Full involvement of NSSCPs, NGOs and Research Institutes in building the Atlas of HAT contributes to the efficiency of the mapping process and it assures both the quality of the collated information and the accuracy of the outputs. Although efforts are still needed to reduce the number of undetected and unreported cases, the comprehensive, village-level mapping of HAT control activities over a ten-year period ensures a detailed and reliable representation of the known geographic distribution of the disease. Not only does the Atlas serve research and advocacy, but, more importantly, it provides crucial evidence and a valuable tool for making informed decisions to plan and monitor the control of sleeping sickness.
1997 年世界卫生大会第 50.36 号决议和 2003 年第 56.7 号决议通过后,世界卫生组织(世卫组织)承诺支持人体非洲锥虫病(昏睡病)流行国家努力消除这一公共卫生问题。要实现这一目标,就必须及时准确地绘制昏睡病的时空分布地图。为此,世卫组织在非洲锥虫病防治方案框架内,与联合国粮食及农业组织联合发起了人体非洲锥虫病地图集倡议。

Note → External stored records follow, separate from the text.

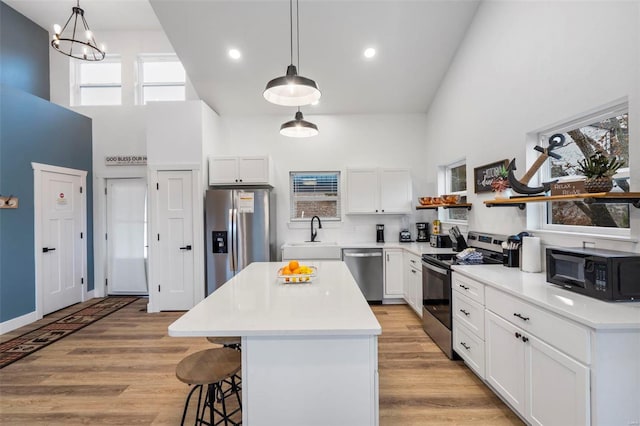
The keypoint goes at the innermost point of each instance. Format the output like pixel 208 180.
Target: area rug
pixel 19 347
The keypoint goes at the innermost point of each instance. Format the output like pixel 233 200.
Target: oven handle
pixel 434 268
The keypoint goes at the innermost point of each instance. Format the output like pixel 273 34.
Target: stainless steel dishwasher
pixel 366 265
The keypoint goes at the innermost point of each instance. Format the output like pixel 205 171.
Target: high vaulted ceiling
pixel 415 41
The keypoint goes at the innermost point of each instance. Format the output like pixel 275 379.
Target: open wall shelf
pixel 445 206
pixel 632 198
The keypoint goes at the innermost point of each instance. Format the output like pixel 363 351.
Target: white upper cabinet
pixel 379 191
pixel 239 170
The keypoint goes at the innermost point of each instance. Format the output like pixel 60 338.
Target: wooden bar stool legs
pixel 211 369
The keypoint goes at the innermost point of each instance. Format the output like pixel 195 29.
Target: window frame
pixel 141 85
pixel 538 213
pixel 77 86
pixel 337 198
pixel 444 215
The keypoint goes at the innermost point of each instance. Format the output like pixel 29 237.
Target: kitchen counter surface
pixel 415 248
pixel 534 288
pixel 255 303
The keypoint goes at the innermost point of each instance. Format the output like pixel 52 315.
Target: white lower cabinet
pixel 412 287
pixel 541 383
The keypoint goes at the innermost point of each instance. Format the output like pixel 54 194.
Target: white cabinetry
pixel 239 170
pixel 393 276
pixel 546 384
pixel 378 191
pixel 412 289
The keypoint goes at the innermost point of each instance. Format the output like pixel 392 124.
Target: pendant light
pixel 292 89
pixel 299 127
pixel 68 40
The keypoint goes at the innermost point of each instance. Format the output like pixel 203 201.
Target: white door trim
pixel 38 168
pixel 198 231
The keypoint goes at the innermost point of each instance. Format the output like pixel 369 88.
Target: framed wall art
pixel 484 175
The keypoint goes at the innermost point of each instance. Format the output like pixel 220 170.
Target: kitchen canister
pixel 531 255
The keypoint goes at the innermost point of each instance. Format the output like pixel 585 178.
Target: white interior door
pixel 61 237
pixel 175 240
pixel 126 236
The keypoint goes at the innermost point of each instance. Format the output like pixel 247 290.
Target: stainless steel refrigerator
pixel 240 229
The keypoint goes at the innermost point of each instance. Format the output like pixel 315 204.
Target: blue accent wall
pixel 24 53
pixel 32 129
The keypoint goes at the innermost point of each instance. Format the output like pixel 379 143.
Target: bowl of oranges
pixel 295 273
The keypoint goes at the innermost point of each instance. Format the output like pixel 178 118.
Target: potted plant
pixel 598 170
pixel 500 184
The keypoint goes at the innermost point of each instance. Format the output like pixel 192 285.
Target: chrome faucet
pixel 314 233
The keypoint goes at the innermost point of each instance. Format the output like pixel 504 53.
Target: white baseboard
pixel 18 322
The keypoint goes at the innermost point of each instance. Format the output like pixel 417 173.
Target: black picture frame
pixel 484 175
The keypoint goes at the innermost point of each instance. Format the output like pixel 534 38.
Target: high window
pixel 97 83
pixel 160 78
pixel 455 182
pixel 315 194
pixel 605 131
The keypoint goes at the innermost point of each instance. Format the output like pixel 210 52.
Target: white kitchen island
pixel 309 351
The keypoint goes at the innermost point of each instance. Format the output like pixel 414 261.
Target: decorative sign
pixel 484 175
pixel 568 188
pixel 246 202
pixel 125 160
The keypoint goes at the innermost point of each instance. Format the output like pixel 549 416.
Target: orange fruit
pixel 293 265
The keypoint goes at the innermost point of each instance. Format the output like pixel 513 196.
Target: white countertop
pixel 416 248
pixel 254 303
pixel 534 288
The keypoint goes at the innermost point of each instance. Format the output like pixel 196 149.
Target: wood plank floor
pixel 121 371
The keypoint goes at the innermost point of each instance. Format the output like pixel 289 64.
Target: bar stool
pixel 213 368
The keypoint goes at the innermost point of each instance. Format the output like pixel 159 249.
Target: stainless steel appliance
pixel 436 286
pixel 240 229
pixel 423 232
pixel 379 233
pixel 440 241
pixel 602 274
pixel 366 267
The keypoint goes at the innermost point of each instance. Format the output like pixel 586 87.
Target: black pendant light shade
pixel 292 89
pixel 68 39
pixel 299 128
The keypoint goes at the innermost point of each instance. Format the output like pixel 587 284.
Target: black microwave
pixel 602 274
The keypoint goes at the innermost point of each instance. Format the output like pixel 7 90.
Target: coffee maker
pixel 423 232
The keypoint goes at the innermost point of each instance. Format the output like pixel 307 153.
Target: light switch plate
pixel 8 202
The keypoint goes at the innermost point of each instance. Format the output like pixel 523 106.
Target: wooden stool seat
pixel 208 366
pixel 233 341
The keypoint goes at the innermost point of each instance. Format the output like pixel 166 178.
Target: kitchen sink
pixel 307 250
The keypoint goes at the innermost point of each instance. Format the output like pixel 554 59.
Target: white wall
pixel 344 141
pixel 524 66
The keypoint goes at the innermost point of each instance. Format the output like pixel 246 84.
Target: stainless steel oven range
pixel 436 286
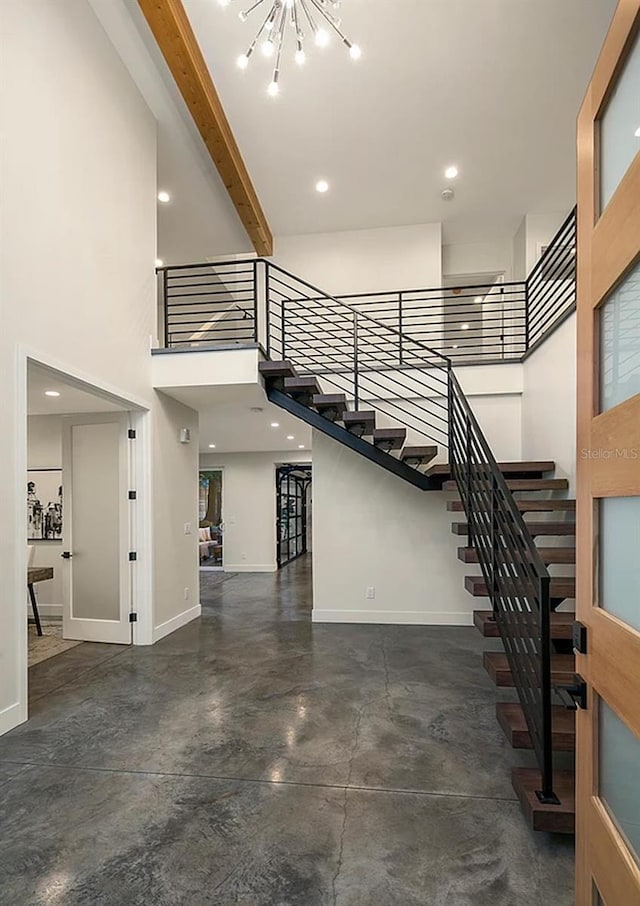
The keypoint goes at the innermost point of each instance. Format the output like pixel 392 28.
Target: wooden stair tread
pixel 277 369
pixel 561 624
pixel 560 586
pixel 525 506
pixel 511 718
pixel 443 468
pixel 497 666
pixel 558 819
pixel 523 484
pixel 359 422
pixel 535 528
pixel 547 554
pixel 389 438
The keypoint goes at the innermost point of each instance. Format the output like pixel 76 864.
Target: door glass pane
pixel 620 127
pixel 619 772
pixel 620 558
pixel 95 521
pixel 620 342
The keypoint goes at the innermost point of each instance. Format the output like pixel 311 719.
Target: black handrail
pixel 517 580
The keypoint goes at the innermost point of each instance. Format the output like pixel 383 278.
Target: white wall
pixel 249 506
pixel 371 528
pixel 44 451
pixel 549 402
pixel 77 240
pixel 362 261
pixel 176 592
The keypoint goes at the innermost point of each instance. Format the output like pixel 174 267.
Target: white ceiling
pixel 493 86
pixel 227 421
pixel 72 398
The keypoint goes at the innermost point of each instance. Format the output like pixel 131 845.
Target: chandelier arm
pixel 328 18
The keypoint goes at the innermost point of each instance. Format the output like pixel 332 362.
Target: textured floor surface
pixel 256 759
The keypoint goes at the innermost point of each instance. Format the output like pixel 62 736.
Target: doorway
pixel 80 515
pixel 293 512
pixel 211 523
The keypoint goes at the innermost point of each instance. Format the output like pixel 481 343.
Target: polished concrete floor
pixel 256 759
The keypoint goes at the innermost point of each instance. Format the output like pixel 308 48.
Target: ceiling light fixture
pixel 317 15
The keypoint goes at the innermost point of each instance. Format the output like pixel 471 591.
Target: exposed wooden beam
pixel 172 30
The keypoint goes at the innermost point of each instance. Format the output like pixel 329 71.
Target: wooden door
pixel 608 486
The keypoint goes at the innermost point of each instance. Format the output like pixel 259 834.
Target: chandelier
pixel 292 17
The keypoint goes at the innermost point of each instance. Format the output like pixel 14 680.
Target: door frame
pixel 600 850
pixel 142 583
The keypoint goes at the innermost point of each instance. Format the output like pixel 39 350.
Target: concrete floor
pixel 255 759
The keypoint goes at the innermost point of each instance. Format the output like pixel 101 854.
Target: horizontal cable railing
pixel 518 582
pixel 356 354
pixel 551 285
pixel 209 304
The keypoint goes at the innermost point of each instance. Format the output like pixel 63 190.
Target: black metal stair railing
pixel 374 365
pixel 517 581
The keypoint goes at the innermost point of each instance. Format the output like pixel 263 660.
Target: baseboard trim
pixel 399 617
pixel 250 567
pixel 11 717
pixel 177 622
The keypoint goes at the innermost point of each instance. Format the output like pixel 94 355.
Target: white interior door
pixel 96 533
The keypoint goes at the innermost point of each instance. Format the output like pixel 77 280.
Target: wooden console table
pixel 37 574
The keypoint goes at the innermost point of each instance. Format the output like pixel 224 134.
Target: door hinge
pixel 574 695
pixel 580 637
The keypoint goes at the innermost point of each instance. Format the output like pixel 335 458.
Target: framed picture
pixel 44 505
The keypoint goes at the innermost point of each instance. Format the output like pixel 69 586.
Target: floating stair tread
pixel 302 386
pixel 524 484
pixel 514 724
pixel 277 369
pixel 519 468
pixel 360 422
pixel 423 454
pixel 526 506
pixel 559 819
pixel 535 528
pixel 497 666
pixel 547 554
pixel 561 624
pixel 560 586
pixel 332 403
pixel 389 438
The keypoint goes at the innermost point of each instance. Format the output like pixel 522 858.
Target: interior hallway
pixel 254 758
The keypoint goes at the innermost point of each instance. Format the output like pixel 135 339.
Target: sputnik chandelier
pixel 298 15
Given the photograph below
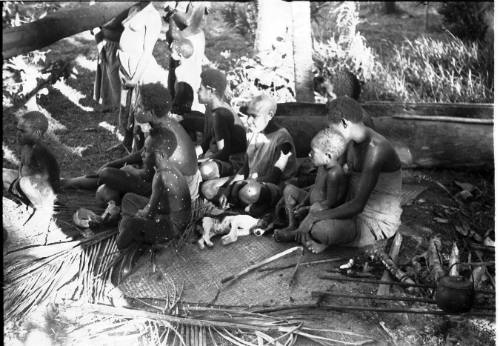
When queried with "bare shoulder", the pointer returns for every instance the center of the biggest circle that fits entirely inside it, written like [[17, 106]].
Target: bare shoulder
[[382, 152]]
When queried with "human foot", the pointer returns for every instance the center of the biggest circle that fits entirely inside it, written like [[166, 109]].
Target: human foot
[[284, 235], [315, 247]]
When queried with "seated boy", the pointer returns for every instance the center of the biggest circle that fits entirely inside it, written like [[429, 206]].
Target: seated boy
[[329, 188], [223, 129], [36, 182], [271, 159], [118, 177], [372, 209], [165, 215]]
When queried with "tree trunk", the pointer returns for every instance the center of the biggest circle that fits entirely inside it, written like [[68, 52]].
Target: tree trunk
[[390, 7], [302, 51], [273, 36], [58, 25]]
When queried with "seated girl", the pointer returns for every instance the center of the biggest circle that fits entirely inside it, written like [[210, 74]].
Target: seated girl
[[224, 137]]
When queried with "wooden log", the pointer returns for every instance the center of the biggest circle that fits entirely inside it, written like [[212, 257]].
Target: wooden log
[[58, 25], [434, 260], [384, 290], [385, 108], [420, 142]]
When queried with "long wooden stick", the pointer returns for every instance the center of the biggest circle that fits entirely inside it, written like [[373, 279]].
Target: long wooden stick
[[393, 253], [261, 263], [335, 259], [321, 294]]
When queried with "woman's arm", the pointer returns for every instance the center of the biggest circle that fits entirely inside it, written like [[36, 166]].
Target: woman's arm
[[353, 207], [152, 29], [150, 210]]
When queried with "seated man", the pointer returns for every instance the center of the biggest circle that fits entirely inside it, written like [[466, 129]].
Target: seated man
[[372, 208], [223, 128], [165, 215], [330, 186], [271, 159], [30, 191], [118, 177]]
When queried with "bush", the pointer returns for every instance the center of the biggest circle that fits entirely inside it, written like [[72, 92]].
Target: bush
[[466, 19], [419, 70]]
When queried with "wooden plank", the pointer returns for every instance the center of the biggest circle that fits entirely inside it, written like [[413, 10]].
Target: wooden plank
[[383, 109], [383, 289], [419, 143], [58, 25]]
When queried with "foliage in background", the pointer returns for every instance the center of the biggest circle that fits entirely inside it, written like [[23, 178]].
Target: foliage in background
[[466, 19], [16, 13], [248, 77], [242, 17], [423, 69]]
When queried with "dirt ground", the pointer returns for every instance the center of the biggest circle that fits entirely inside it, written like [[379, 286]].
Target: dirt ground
[[79, 135]]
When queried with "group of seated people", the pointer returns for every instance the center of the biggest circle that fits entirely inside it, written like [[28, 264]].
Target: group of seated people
[[238, 159], [247, 163]]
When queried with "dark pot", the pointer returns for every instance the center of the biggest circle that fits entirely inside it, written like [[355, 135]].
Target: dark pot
[[454, 294]]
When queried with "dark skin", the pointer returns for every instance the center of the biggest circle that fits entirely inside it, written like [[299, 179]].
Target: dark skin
[[184, 155], [170, 189], [369, 153]]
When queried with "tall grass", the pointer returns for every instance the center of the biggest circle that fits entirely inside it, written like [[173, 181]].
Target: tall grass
[[423, 69]]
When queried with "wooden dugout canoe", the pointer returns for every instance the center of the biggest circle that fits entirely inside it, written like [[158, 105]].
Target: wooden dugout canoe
[[425, 135]]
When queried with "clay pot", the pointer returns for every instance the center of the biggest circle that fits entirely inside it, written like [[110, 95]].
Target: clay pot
[[454, 294]]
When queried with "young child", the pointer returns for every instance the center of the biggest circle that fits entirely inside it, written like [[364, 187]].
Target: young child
[[36, 182], [372, 209], [165, 215], [329, 188], [270, 160], [128, 174], [224, 132]]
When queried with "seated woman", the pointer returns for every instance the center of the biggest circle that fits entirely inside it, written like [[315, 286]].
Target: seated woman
[[372, 208], [118, 177], [271, 159], [222, 128], [330, 186], [165, 215], [29, 192]]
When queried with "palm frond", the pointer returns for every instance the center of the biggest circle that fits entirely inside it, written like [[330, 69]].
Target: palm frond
[[30, 280]]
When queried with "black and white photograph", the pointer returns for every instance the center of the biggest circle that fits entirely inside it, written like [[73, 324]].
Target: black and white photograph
[[262, 172]]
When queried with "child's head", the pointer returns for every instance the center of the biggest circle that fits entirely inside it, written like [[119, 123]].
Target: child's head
[[213, 83], [31, 127], [344, 108], [183, 100], [260, 110], [159, 145], [182, 49], [154, 102], [326, 147]]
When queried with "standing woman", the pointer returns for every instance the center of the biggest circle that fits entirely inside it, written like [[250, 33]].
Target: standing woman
[[141, 30], [107, 84]]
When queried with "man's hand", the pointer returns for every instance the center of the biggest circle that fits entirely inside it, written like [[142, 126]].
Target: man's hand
[[303, 233], [142, 213], [106, 165], [223, 201], [282, 160]]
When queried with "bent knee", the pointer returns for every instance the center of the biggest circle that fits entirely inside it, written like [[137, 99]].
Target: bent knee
[[209, 170]]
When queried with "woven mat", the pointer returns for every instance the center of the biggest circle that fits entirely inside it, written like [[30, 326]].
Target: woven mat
[[199, 272]]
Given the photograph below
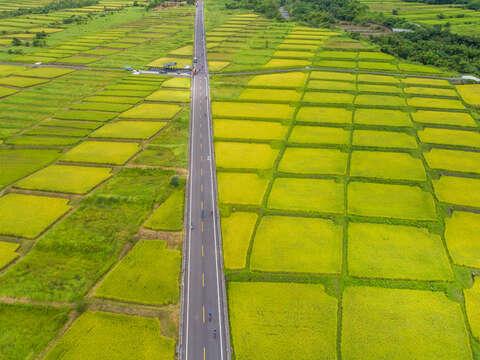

本图集展示了 2000-2009 年期间报告过昏睡病现状的 25 个撒哈拉以南非洲国家中的 23 个国家的昏睡病分布情况。对于其余两个国家,即安哥拉和刚果民主共和国,数据处理正在进行中。 collation 了国家昏睡病防治规划(NSSCP)、非政府组织(NGO)和研究机构的报告,并将相关流行病学数据输入数据库,从而纳入(i)对超过 220 万人进行的主动筛查结果,以及(ii)在从事被动监测的卫生保健机构中发现的病例。该数据库共纳入了 42000 多例人体非洲锥虫病病例和 6000 多个不同地点。利用各种来源的地理坐标定位具有流行病学意义的村庄。由此产生的平均制图精度估计为 900 米。
NSSCP、非政府组织和研究机构全面参与制作人体非洲锥虫病地图集有助于提高制图过程的效率,并确保整理信息的质量和输出结果的准确性。虽然仍需努力减少未发现和未报告的病例数量,但在十年期间对人体非洲锥虫病控制活动进行全面的、以村庄为基础的绘图确保了对该疾病已知地理分布的详细和可靠描述。该地图集不仅可用于研究和宣传,更重要的是为规划和监测昏睡病防治工作提供了重要依据和宝贵工具,有助于做出知情决策。